# Wall of Remembrance



## 63 Delta (8 Sep 2011)

I got a call from my inlaws today saying they were contacted by http://www.worassociation.ca. She didnt know if it was legit so called me. Ive never heard of them, but doesnt mean its not real. It sounds like a good project, but Id like confirmation from someone else that this is a legitimate association working in the best interests of our fallen.

Thanks guys


----------



## RememberanceDay (8 Sep 2011)

Never heard of it, but it looks legit to me... If it has a charity receipt, then you cal contact the government and ask.


----------



## 63 Delta (9 Sep 2011)

Anybody know anything about this association besides what they put no their website?


----------



## 63 Delta (10 Sep 2011)

No one from Kingston has heard of this association?


----------



## PMedMoe (10 Sep 2011)

I haven't.


----------



## Michael OLeary (10 Sep 2011)

30 September 2010 - Kingston EMC Article (PDF)

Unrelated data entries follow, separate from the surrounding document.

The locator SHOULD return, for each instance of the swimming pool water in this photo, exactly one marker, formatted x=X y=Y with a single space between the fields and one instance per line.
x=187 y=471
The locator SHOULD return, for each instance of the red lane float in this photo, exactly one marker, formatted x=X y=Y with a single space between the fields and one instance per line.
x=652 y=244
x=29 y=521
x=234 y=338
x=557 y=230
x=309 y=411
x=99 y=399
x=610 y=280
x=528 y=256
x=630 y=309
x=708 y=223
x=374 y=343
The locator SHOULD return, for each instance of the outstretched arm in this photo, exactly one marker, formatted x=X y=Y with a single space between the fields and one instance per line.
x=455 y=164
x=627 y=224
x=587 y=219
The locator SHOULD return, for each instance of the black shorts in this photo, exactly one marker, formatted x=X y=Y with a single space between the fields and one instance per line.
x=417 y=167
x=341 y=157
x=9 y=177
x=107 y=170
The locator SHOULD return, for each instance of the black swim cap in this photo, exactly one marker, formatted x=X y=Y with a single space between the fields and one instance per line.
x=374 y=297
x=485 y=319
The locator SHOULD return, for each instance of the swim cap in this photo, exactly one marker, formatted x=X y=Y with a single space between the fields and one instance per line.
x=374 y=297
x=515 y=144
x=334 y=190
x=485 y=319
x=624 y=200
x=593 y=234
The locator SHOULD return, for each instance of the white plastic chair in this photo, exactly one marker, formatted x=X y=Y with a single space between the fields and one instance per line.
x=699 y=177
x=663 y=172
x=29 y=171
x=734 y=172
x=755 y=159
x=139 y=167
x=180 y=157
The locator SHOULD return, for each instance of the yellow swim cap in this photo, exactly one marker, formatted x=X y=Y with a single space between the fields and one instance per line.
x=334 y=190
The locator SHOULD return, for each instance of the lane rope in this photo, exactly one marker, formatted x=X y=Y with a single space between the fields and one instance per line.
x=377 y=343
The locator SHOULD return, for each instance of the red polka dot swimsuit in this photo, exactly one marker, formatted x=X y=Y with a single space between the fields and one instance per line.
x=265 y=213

> Organizers said the memorial will not likely have all of the some-117,000 names physically etched on
> it, such a project would likely be too large to build. Right now the idea is to have a "virtual component"
> to it.
> 
> ...



So, they want to collect 4 to 5 million in donations to build an outdoor internet kiosk?

How will they decide who makes the cut for engraved names and who only gets a mention in the "virtual component"?


----------



## PuckChaser (10 Sep 2011)

HULK_011 said:
			
		

> No one from Kingston has heard of this association?



Never heard of it.


----------